Kate Lawson is on medical leave and will return after the holidays. Meanwhile, please enjoy one of her favorite recipes from over the years:
My best holiday gift to myself was discovering a recipe for how to make the perfect potato gratin in half the time.
For so long, I nixed the idea of making this creamy and delightful dish after disappointing experiences when I discovered that not all the potatoes had cooked through. I often had to hold off on the rest of the dinner while sending this dish back to the oven — again and again. In the end, I decided it just wasn’t worth the effort for a meh meal.
Our Christmas dinner this year was a lovely boneless rib-eye roast that I had dry-aged for five days in the fridge (it turned out great, by the way). And I so wanted a special potato dish to complement it. Then on one of my web trolls I found this recipe on Food52.com from Saveur executive food editor Todd Coleman.
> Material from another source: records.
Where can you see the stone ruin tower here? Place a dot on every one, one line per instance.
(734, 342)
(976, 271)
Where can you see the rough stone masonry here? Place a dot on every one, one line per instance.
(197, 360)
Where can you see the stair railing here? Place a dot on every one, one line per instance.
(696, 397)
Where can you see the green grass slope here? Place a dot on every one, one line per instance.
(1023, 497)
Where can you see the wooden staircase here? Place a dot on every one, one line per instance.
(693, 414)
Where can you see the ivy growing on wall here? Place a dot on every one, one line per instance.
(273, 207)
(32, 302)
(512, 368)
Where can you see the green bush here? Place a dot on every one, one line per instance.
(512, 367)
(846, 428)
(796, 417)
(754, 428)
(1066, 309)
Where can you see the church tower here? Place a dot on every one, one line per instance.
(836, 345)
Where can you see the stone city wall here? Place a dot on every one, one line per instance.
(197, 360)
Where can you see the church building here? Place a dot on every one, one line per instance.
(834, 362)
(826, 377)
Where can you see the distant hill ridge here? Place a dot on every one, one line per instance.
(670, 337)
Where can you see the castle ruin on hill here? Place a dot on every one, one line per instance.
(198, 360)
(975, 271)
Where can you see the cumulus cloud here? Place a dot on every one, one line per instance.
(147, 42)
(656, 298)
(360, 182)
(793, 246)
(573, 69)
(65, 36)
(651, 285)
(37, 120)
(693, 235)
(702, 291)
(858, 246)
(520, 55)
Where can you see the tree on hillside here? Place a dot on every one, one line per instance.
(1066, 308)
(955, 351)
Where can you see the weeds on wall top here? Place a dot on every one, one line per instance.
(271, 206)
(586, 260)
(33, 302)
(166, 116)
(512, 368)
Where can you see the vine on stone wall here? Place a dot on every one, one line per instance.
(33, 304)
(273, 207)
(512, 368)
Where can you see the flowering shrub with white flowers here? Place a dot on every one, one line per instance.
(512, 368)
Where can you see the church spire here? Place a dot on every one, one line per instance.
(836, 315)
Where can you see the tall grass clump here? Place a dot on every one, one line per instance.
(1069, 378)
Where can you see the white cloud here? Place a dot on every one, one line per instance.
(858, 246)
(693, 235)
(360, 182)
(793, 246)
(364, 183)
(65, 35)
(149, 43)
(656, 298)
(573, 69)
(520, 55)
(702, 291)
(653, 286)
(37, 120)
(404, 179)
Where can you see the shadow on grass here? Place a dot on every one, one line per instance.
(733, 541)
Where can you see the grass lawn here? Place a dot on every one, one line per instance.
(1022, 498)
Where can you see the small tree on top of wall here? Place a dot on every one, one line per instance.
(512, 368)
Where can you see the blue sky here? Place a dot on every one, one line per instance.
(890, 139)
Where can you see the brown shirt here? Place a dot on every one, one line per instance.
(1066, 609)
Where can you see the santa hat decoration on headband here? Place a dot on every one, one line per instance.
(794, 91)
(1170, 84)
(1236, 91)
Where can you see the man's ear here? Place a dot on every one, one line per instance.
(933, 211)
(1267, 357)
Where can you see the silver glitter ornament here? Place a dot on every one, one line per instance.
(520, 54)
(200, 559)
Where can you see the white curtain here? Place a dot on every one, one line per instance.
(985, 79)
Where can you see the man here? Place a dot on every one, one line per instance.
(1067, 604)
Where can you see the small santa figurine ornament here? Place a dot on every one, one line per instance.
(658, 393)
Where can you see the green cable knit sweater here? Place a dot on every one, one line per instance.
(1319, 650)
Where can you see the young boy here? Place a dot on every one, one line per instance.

The idea that I could take control of when the potatoes would be cooked appealed and the effusive comments about the deliciousness reeled me in (“you want to close your eyes while eating it” was the one). The trick is cooking the potatoes in butter and half-and-half beforehand then piling them into a buttered baking dish and adding grated Gruyere to the top. You can do this ahead and refrigerate or hold, and then pop into the oven for only 20 minutes while the roast rests (which is exactly what I did). The result was perfectly cooked, creamy potatoes like I’ve never had before.
You will recoil, no doubt, from the calorie/fat count, but really, you’re not going to make this every day, (although you may want to after tasting it) and it’s the perfect special occasion dish (here comes Valentine’s Day). My advice is not to try to lighten it up using milk rather than the half-and-half; milk makes the dish very liquidy and you won’t get that silken texture. Go big or don’t go.
The dry-aged roast was spectacular, but when I went to bed that night I didn’t dream of that or sugar plums — it was the potatoes.
Todd Coleman’s Quick Potato Gratin
Recipe adapted from Food 52 and Saveur magazine.
5 tablespoons unsalted butter
1 to 2 garlic cloves
6 large waxy potatoes (about 2 1/2 pounds), such as red bliss, peeled and sliced about 1/8-inch thick
2 cups half-and-half
Freshly ground black pepper
1 cup grated Gruyère
Preheat oven to 400 degrees. Rub the inside of an 8-by-8-inch baking dish with 1 tablespoon of the butter. Smash the garlic with the side of a knife and sprinkle generously with salt. Chop and scrape the garlic into a mushy paste.
Combine garlic paste, potatoes, half-and-half, and remaining 4 tablespoons butter (cut into 1/2-inch pieces) in a pot; stir. Season with salt and pepper and grate in a hint of nutmeg. Bring to a boil over medium-high heat while stirring the mixture with a wooden spoon. After 8 to 10 minutes the potatoes will be a little tender, and their starch will have thickened the liquid considerably. Taste and adjust the seasoning as you like.
Transfer the mixture to the prepared dish; smooth the top as much as possible. At this point you can hold the dish until you’re ready to bake, even overnight in the refrigerator. Cover the gratin with Gruyère and bake until deeply golden brown, about 20 to 30 minutes (longer if chilled overnight). Let the gratin cool and set a little before serving. Serves 6.
Per serving: 422 calories; 26 g fat (16 g saturated fat; 55 percent calories from fat); 38 g carbohydrates; 3 g sugar; 77 mg cholesterol; 297 mg sodium; 11 g protein; 3 g fiber.